Credential Stuffing Attacks: What Types Of Organizations Are The Most Vulnerable?

A British energy provider recently notified affected customers of a system breach that compromised account information. The breach led to the decision to shut down the firm's mobile app.

The hackers used an attack called "credential stuffing," which involves using sign-on credentials that have been stolen from other websites and running automated sign-on attempts.

According to cybersecurity experts, this is not a sophisticated attack, and can be prevented if users refrained from using the same password for multiple accounts.

The success of credential stuffing attacks is a primary reason why organizations must promptly notify customers of data breaches. The sooner users realize their password has been compromised, the less likely that password can be used to access other accounts.
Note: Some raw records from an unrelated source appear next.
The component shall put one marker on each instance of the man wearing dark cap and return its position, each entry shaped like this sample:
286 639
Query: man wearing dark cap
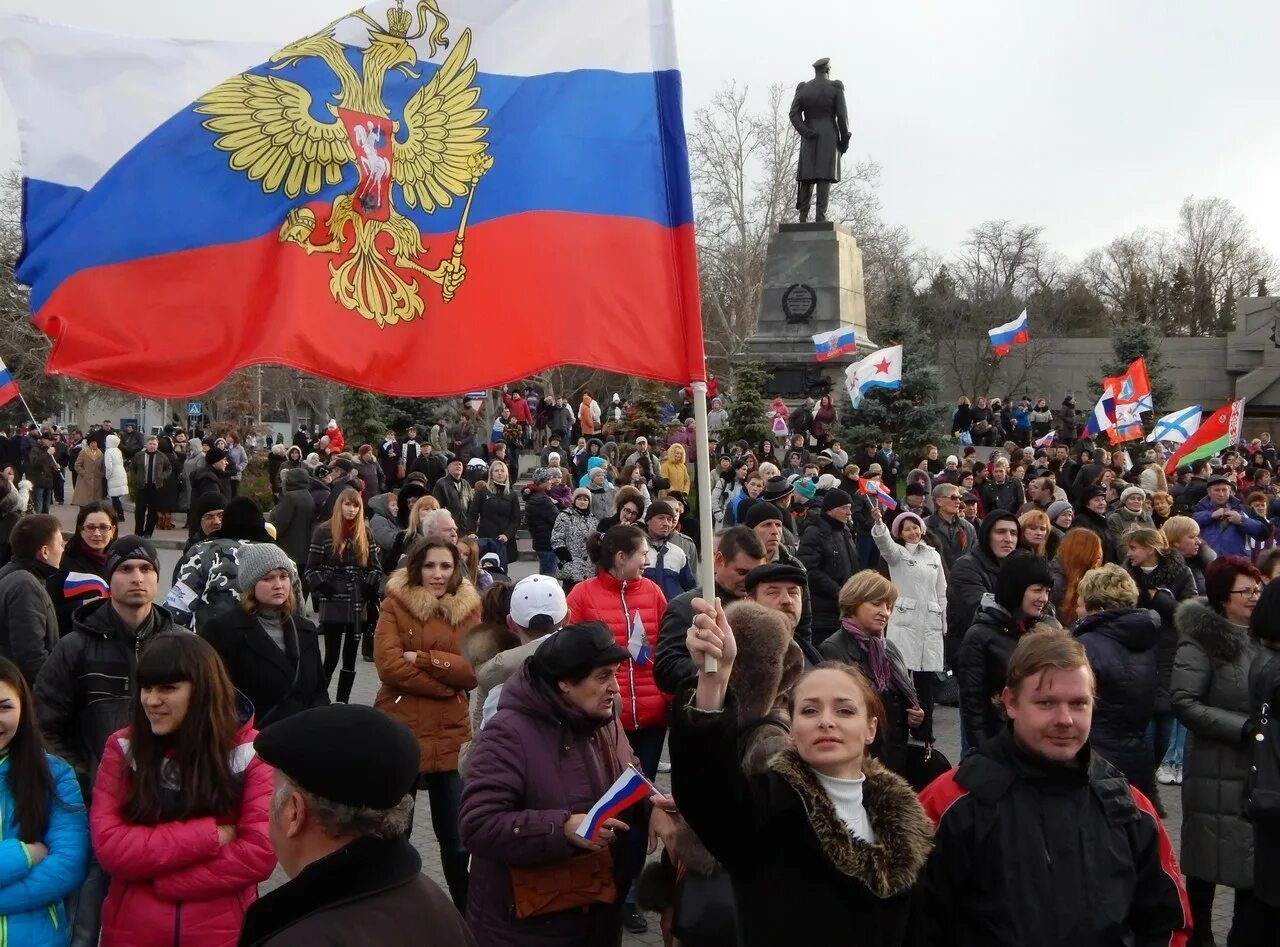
737 550
339 814
766 521
830 554
82 694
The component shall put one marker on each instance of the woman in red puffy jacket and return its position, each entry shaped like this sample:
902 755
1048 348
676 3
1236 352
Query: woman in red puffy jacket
181 805
631 605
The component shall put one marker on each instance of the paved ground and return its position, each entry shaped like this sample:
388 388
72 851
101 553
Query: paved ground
946 723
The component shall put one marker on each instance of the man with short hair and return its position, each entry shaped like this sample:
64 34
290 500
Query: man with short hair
766 521
28 623
830 557
149 474
1041 841
341 836
82 694
737 552
955 534
456 494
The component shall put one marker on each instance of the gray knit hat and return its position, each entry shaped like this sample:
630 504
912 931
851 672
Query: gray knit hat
259 558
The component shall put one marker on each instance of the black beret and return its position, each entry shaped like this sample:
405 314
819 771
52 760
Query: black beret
760 513
776 572
344 753
576 650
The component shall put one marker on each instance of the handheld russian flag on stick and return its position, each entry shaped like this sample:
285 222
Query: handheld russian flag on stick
8 387
1005 337
835 343
85 585
874 488
627 790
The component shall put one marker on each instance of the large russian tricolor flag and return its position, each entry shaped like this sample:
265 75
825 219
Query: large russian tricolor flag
1005 337
8 387
465 183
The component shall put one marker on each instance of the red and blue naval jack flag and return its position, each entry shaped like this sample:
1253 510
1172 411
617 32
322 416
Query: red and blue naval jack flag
470 183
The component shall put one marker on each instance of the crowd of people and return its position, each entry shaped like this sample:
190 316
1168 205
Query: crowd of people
1104 630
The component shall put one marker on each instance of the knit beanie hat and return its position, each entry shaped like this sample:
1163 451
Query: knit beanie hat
129 548
259 558
835 498
1016 575
1056 508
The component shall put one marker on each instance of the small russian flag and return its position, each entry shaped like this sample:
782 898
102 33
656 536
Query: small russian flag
874 488
85 585
1005 337
8 387
638 643
835 343
627 790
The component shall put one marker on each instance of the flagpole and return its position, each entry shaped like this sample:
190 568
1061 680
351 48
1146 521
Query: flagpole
705 525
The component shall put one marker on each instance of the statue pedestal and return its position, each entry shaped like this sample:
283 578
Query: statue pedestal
813 283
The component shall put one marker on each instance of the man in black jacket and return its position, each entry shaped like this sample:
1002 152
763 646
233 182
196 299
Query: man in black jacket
737 552
1040 841
830 556
82 692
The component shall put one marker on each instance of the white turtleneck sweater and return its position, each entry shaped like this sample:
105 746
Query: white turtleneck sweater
846 795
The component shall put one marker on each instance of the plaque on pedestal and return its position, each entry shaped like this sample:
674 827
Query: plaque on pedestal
813 283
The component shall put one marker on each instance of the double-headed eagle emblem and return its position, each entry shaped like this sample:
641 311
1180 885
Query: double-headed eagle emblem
269 128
Customers affected by a systems breach must be alert to future attempts of fraud and phishing attacks against them. Robert Scammell "Npower data breach: Credential stuffing attack forces app closure" (Feb. 26, 2021).


Credential stuffing is a type of system attack in which the cybercriminal uses a software program to attempt sign-ons on a massive scale using previously stolen usernames and passwords (usually purchased on the dark web).

Once the cybercriminal gets a match and can access the account, they can steal money that may be in the account; use the access to navigate deeper into the system network; or use acquired information to commit identity theft or targeted phishing attacks.

Financial and retail businesses are prime targets for credential-stuffing attacks.

Although not foolproof, two steps that will hinder the success of credential stuffing are implementing multi-factor authentication and utilizing CAPTCHA technology, which requires the user to perform an action to establish they are a human.

In addition, by “fingerprinting” or collecting information on a user’s device - the operating system, language, browser, time zone, etc. - your system can create a user identity. When the same combination of identifying data tries to log in several times in sequence, chances are high that it is a credential stuffing attack.